Nombre de solutions technologiques étant elles-mêmes très consommatrices en énergie, la question du conflit d’usage risque fort de se poser. «Tous les industriels veulent avoir recours à l’électrification, à la biomasse… mais les disponibilités étant limitées, il y aura des arbitrages à faire entre la mobilité, l’énergie domestique, l’industrie, etc.», analyse Eric Bergé. Mais la sobriété ne fait pas encore partie du logiciel des employeurs.

18%

des émissions de CO2 belges sont dues à l’industrie lourde.

Tracer la route

D’ici 2050, certaines activités industrielles risquent de disparaître, comme le raffinage de pétrole, ou la distribution de gaz naturel ou de charbon. D’autres activités, comme dans les secteurs de l’acier, de la chaux, ou encore du ciment, vont probablement devoir diminuer leur volume. Heureusement, de nouvelles activités vont également éclore.

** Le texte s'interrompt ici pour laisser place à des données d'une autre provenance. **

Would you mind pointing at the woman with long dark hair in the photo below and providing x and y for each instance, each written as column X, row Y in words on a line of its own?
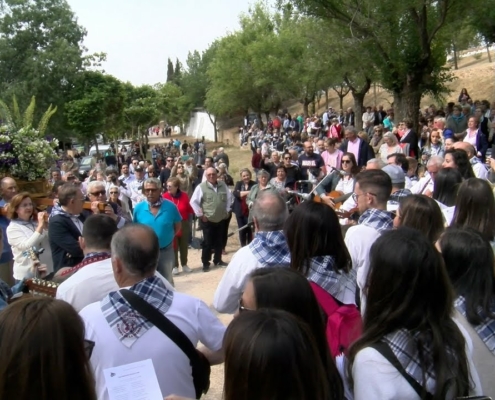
column 272, row 355
column 43, row 352
column 475, row 208
column 469, row 260
column 288, row 290
column 457, row 158
column 318, row 251
column 410, row 345
column 447, row 182
column 421, row 213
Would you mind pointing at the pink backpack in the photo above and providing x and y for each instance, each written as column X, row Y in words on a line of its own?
column 344, row 324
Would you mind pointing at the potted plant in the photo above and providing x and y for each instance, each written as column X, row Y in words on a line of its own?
column 26, row 154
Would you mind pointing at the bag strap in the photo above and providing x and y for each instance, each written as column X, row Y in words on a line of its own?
column 387, row 352
column 162, row 323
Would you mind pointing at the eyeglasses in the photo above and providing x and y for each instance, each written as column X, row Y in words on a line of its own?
column 356, row 196
column 242, row 308
column 89, row 345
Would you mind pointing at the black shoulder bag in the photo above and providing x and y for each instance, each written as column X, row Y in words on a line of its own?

«Comment garantir le maintien et le développement d’emplois durables et de qualité à moyen et long terme si ces transformations ne sont pas anticipées, dans le cadre d’une transition juste organisée au niveau régional?», s’interrogeait Marc Becker, secrétaire national de la CSC en charge des affaires wallonnes, dans le cadre d’une carte blanche co-écrite avec la FGTB wallonne et Canopea1.

Depuis des années, la CSC réclame des feuilles de route pour que la transition des secteurs industriels wallons soit négociée dans le cadre de la concertation sociale, au niveau régional, sectoriel et de l’entreprise.

Concertation de branche

En Wallonie, la politique énergétique industrielle est en effet principalement basée sur des accords de branche, des accords conclus sur base volontaire entre la Région et les fédérations industrielles. Pour la CSC, une participation des organisations syndicales à ce processus s’avère indispensable. Par ailleurs, pour que ces accords soient efficaces, «il s’agit de dépasser la seule atteinte des objectifs énergétiques et climatiques adoptés par la Wallonie, pour promouvoir le redéploiement économique régional dans le cadre d’une industrie décarbonée, ainsi que des investissements dans les technologies innovantes». Dans ce contexte, pour la CSC, des engagements fermes en matière de formation et de reconversion des travailleurs impactés par les projets développés doivent être pris au niveau des entreprises concernées. Plus largement, l’obligation de maintien du niveau d’emploi sur les différents sites de production des entreprises doit faire l’objet d’accords de branche.

Comme on peut le constater, le chemin vers une transition juste est encore long et parsemé de défis… 

1. Canopea est la fédération des associations environnementales belges qui défend l’environnement en Wallonie et en Belgique, NDLR.